I have just one question, because foreign travel orders in principle are a good idea. The vile and disgusting offence of paedophilia is something on which the full force of the law must bear down in any and all possible ways, but I have a query on a point of information. The current powers, which the clause seeks to amend, relate to the age of the children, under 16, but on how many occasions have such foreign orders been made under the 2003 Act? I rise not to be critical of the clause, but merely to secure a better understanding of how rigorously the existing law, which is remarkably similar to the clause, has been enforced. If we had a number from the Minister, it would give us some perspective on how law enforcers are going about the vital business of cracking down on and discouraging paedophile offenders. My view is that the clause is necessary, but is the existing law, which it seeks to improve, being utilised to its full force?
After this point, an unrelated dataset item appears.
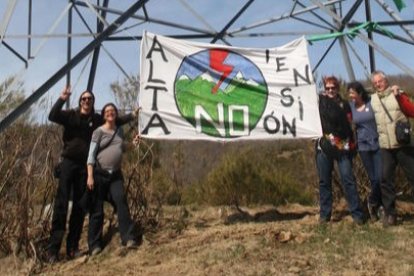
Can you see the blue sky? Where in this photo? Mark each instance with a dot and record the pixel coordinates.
(212, 14)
I can answer the hon. Gentlemans point directly: foreign travel orders were granted between 2005-05 and 2007-08 in six cases. That may not appear to be a huge number, but those cases, in themselves and in the message that they send out, are nevertheless important. They must be seen in terms of orders in general. If we take sexual offences prevention orders and notification orders together with foreign travel orders, we are talking about 975 in 2005-06 and more than 1,500 in 2007-08. If the hon. Gentleman says that there is still a great deal of work to be done on the matter, I agree, but I also pay tribute to those who work tirelessly not just to bring these offenders to justice and to disrupt their activities, but to ensure that we have the legislation in place, because, as he knows, it is a vile business and some people find the most vile ways of going about that business. Almost as we change legislation, they look for ways to get around it, so I take his point, which he made very well, but the clause is an important step in the right direction, not least because it comes with the support of the police and the Child Exploitation and Online Protection Centre.
As the hon. Gentleman said, the provision ensures that the maximum age of a child who must be at risk in order for a foreign travel order to be made will rise from 16 to 18. It alters the criteria for determining which offenders can qualify for such an order to include those who have committed specified sexual offences against children under 18, not just under 16. It is supported by ACPO and the Child Exploitation and Online Protection Centre and will further strengthen our already robust system. It sends out a strong message that, no matter where people go in the world, we must protect children and enable them to enjoy their childhoods without fear of sexual violence.